The governing council of the ECB decided on three key measures in its announcement this morning, Thursday, March 19.

Firstly, the bank decided to launch a new temporary asset purchase programme of private and public sector securities.

This, it says, is to “counter the serious risks to the monetary policy transmission mechanism and the outlook for the euro area posed by the outbreak and escalating diffusion of the coronavirus”.

This new PEPP will have an overall envelope of €750 billion.

Purchases will be conducted until the end of 2020 and will include all the asset categories eligible under the existing asset purchase programme (APP), the bank added.

For the purchases of public sector securities, the benchmark allocation across jurisdictions will continue to be the capital key of the national central banks.

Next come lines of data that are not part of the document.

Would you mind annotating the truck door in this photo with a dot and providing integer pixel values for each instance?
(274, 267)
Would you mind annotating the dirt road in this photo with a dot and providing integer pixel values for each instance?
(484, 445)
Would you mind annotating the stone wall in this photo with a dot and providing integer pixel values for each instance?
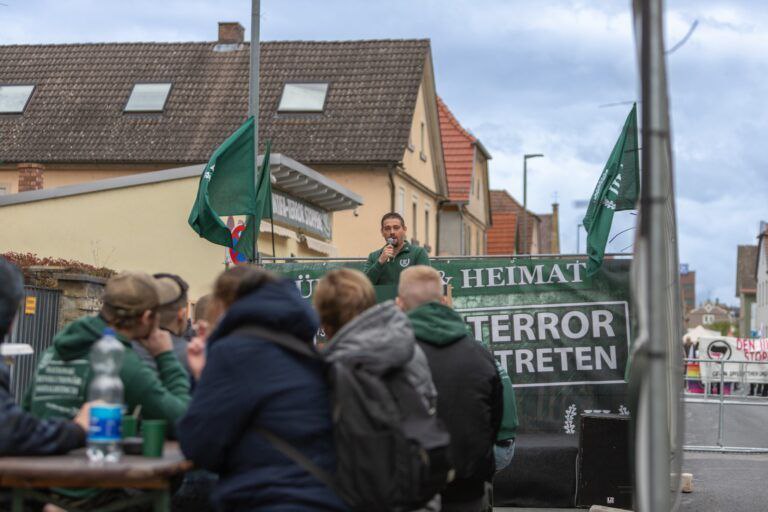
(81, 295)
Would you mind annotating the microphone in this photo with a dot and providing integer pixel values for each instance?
(391, 241)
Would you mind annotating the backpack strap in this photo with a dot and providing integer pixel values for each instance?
(299, 458)
(285, 340)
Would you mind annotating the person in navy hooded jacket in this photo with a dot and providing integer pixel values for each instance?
(249, 383)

At the same time, purchases under the new PEPP will be conducted in a flexible manner, the bank said.

The Governing Council will terminate net asset purchases under PEPP once it judges that the Covid-19 crisis phase is over, but in any case not before the end of the year.

Secondly, the ECB said it aims to expand the range of eligible assets under the corporate sector purchase programme (CSPP) to non-financial commercial paper, making all commercial papers of sufficient credit quality eligible for purchase under CSPP.

Finally, the bank has decided to ease the collateral standards by adjusting the main risk parameters of the collateral framework.

“In particular, we will expand the scope of Additional Credit Claims (ACC) to include claims related to the financing of the corporate sector,” the bank said in a statement.

In its release today, the governing council of the ECB stressed that it is committed to playing its role in supporting all citizens of the euro area.

To that end, the ECB will ensure that all sectors of the economy can benefit from supportive financing conditions that enable them to absorb this shock. This applies equally to families, firms, banks and governments.

Outlining that it will “do everything necessary within its mandate”, the governing council said it is “fully prepared to increase the size of its asset purchase programmes and adjust their composition, by as much as necessary and for as long as needed”.

“It will explore all options and all contingencies to support the economy through this shock.

“To the extent that some self-imposed limits might hamper action that the ECB is required to take in order to fulfil its mandate, the governing council will consider revising them to the extent necessary to make its action proportionate to the risks that we face.

“The ECB will not tolerate any risks to the smooth transmission of its monetary policy in all jurisdictions of the euro area,” the central bank concluded.